OK folks, prepare for me to get a little emotional now. I’ve never been to an international championship before where the U.S. has won gold, and I have to say, it’s completely incredible. Standing there, watching the flag go up, and the national anthem play, and the other nations saluting it raising goosebumps on your arms, and brings tears to your eyes. And after having been around the eventing world for a while, I can say that there are no four more deserving of the accolades than our team. Williams is one of the hardest working men in the sport-in addition to his riding, teaching, and training business he’s a course builder and designer with a master carpenter’s license. He’s brought Carrick along since the horse was three, and his success are a product of the hard work of himself and his wife, Ellen.

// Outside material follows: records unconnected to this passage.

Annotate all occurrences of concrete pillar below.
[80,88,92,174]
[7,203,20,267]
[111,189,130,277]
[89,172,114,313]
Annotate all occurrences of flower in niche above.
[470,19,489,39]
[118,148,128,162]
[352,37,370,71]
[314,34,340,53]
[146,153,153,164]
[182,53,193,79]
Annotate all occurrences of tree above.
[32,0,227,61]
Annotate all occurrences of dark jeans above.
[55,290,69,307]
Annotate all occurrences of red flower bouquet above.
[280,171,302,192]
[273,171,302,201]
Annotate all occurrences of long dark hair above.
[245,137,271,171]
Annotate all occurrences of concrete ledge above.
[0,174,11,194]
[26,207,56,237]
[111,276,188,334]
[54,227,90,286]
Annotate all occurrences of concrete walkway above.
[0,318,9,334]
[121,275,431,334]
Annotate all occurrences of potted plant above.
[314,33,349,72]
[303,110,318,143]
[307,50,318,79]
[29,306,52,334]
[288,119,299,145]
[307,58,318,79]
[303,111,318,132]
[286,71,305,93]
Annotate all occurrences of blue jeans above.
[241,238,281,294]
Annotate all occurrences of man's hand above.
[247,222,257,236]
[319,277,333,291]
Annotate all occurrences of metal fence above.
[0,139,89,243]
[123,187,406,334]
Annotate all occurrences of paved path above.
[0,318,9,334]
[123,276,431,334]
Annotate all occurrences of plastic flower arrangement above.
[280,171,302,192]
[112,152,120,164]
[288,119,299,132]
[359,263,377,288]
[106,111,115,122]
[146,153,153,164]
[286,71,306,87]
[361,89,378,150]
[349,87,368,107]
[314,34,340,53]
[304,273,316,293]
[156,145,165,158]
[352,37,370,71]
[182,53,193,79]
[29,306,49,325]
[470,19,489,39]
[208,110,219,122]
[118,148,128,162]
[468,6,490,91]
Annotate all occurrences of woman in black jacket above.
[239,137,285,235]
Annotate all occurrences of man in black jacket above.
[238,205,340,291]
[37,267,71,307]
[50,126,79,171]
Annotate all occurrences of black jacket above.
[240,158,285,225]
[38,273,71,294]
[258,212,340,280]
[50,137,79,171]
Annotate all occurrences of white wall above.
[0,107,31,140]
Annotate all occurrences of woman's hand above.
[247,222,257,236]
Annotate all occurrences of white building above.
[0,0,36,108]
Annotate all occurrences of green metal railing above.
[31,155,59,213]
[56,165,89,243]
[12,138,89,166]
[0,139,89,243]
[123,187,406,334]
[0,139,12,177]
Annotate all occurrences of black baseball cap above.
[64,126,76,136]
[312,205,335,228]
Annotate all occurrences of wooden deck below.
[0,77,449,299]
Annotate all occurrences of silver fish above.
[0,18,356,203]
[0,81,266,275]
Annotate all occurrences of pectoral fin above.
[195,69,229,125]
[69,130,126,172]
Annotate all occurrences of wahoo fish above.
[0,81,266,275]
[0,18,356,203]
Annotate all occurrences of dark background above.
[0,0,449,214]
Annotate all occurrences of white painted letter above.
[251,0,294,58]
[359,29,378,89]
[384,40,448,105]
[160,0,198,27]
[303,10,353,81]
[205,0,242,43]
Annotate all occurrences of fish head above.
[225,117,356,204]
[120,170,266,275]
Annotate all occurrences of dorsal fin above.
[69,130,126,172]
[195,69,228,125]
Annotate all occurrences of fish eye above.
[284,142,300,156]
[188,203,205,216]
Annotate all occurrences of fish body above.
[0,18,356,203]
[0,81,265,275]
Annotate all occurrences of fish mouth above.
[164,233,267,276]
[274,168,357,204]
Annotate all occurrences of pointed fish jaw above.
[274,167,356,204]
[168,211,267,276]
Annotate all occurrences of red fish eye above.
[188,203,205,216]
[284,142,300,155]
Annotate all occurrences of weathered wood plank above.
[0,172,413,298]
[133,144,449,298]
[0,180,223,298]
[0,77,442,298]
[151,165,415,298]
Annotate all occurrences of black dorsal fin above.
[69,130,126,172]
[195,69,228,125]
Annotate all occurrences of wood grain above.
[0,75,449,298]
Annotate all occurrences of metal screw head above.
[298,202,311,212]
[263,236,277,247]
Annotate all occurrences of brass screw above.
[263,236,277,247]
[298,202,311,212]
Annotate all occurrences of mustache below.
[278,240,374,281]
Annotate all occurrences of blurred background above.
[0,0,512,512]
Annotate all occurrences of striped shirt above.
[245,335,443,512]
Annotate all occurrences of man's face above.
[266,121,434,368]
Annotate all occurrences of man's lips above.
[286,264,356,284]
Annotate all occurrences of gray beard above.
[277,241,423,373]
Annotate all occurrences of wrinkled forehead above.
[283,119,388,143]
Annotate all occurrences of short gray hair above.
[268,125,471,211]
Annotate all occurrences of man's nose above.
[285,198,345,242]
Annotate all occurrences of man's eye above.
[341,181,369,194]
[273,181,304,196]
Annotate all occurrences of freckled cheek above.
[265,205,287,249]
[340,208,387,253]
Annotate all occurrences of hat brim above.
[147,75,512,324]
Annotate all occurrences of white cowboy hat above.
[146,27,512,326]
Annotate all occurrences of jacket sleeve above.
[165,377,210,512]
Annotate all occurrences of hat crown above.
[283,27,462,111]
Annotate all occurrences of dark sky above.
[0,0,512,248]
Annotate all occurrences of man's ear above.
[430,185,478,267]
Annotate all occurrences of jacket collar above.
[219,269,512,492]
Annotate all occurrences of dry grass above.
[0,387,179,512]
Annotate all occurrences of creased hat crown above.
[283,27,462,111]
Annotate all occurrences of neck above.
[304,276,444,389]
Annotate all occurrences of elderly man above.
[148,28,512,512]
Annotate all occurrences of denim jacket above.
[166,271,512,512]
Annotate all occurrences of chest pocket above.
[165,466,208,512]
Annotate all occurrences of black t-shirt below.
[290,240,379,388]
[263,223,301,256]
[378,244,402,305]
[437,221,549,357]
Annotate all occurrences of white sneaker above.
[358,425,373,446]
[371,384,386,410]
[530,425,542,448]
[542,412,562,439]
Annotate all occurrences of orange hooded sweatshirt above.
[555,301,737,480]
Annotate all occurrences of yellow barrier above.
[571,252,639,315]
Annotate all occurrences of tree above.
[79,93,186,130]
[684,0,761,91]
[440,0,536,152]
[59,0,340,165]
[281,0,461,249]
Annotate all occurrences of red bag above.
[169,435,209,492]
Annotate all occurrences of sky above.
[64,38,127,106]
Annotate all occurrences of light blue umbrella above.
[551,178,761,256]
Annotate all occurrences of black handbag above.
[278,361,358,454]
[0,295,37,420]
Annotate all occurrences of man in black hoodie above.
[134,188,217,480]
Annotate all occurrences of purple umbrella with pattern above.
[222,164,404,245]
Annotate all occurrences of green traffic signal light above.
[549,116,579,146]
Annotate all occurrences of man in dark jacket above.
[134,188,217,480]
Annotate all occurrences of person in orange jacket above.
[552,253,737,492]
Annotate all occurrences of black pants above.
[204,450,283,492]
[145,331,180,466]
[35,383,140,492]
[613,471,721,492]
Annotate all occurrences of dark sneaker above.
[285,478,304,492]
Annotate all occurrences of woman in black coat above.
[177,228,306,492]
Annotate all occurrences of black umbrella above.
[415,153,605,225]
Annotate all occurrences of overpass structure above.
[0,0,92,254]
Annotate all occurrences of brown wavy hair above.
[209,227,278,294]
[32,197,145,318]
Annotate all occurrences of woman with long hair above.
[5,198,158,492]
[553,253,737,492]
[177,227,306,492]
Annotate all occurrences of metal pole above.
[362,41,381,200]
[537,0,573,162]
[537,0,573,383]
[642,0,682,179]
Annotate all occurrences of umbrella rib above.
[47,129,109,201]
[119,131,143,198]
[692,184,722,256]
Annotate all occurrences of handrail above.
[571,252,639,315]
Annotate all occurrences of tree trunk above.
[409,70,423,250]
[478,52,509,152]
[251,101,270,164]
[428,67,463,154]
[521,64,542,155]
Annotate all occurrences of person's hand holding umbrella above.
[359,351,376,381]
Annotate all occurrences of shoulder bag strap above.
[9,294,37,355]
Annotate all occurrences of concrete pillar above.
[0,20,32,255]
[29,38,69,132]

O’Connor has become the face and voice of American eventing, and he deserves it after many years of working his way up through the ranks. He is eloquent and driven about his sport and his horses, and watching him kiss and hug Giltedge today would have warmed even the coldest heart. Tryon is as hard a worker as there is-in three days she is due back in the states on duty in her firehouse-and her story of finding Poggio on a pack line in the mountains and bringing him to this level is almost a fairy tale. Finally, Severson-Vinoski is one of the most gracious and genuine women you will ever meet. She has made horses the center point of her life, and every one of them grows and prospers under her careful guidance and watchful eye. These are the good ones folks, true horseman in every way, and it’s wonderful to see them rewarded thusly.

I also have to say it was a lot of fun to see the French do so well. As I grew up training with two Frenchmen, who are like second parents to me, I feel a certain joy and affinity for them. And, it’s always fun and glimpse of our sport’s military past to watch the team members from the prestigious military academy of the Cadre Noir riding in their uniforms. Also, one of the French horses, Free Style ENE HN, is by an American Thoroughbred Stallion named Hand In Glove, who was lived in my home county in California. I had been at a barn he was at when I was younger, and remember him as an enormous and elegant black horse with a kind eye. After some time as an eventer and dressage horse, he found some success in the jumper ring with a rider named John Charlebois before he was bought by the French government to stand at the national stud. It was very exciting to see his son here, who is as spectacular a jumper as his father was.

Additional Note: It’s midnight here in Jerez, and the Grand Prix Freestyle has just concluded. I won’t be writing an entire report now, as it’s just too late, and your trusty reporter needs some sleep to be coherent. So, I’ll be writing a brief recap now, and a full story in the morning between loops on the endurance ride. The results are Nadine Capellmann and Farbenfroh take the gold; Beatriz-Ferrer Salat and Beauvalais take the silver, and Ulla Salzgeber and Rusty take the bronze. What these results don’t explain is the terrible injustice done to the American competitors Debbie McDonald and Lisa Wilcox by this judging panel. Brentina and McDonald were truly breathtaking tonight-everything that a freestyle should be and more. And Wilcox put her best foot forward, showing why she’s ranked with the best in the world. And yet, they finished 4th and 5th. The American spirits, so high from earlier today, have dimmed, and it’s a bit dark under the stars and stripes here in Spain. With that, I’m out until tomorrow.